The problem with this description is that anyone under 30 (I guess) is unlikely to have encountered the type of overhead projector (OHP) which uses transparencies.  In fact, the last time someone asked me if I knew where to find an OHP for an elderly presenter whose material was all on transparencies, my honest answer was “Try the museum”.

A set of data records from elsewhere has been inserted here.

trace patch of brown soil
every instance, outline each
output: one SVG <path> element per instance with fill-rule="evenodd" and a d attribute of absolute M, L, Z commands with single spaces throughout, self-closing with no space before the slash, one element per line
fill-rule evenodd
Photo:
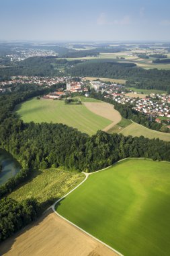
<path fill-rule="evenodd" d="M 0 255 L 11 256 L 116 256 L 51 210 L 1 244 Z"/>
<path fill-rule="evenodd" d="M 105 102 L 84 102 L 84 104 L 93 113 L 112 121 L 112 123 L 110 125 L 103 129 L 104 131 L 110 130 L 122 119 L 120 113 L 114 109 L 112 104 Z"/>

Understanding the overhead-projectors / transparency / acetate answer

An overhead project was a light box with a lens mounted above it which rotated light from the light-box by 90 or so degrees (using mirrors), to allow it to be projected onto a wall or screen

A transparency was an A4-size sheet of rigid plastic, made out of a chemical called acetate, and able to cope with the high temperatures generated by the bulbs in early overhead projectors.
So it was possible to use the projector to show text or an image from a transparency onto a wall or screen. They were fantastic pieces of technology in their day: they freed teachers from writing the same stuff on blackboards over and over again, they gave business people and trainers far more options for explaining things to groups of people, and they freed church-goers from being stuck to the same old hymns from their hymn book. But they were expensive: acetate transparencies cost a lot, as did the special pens that were needed to write on them. Eventually there were transparencies which could be put through laser printers, but the printed text tended to chip off them over time. as laptops got cheaper and data-projectors became more widely available.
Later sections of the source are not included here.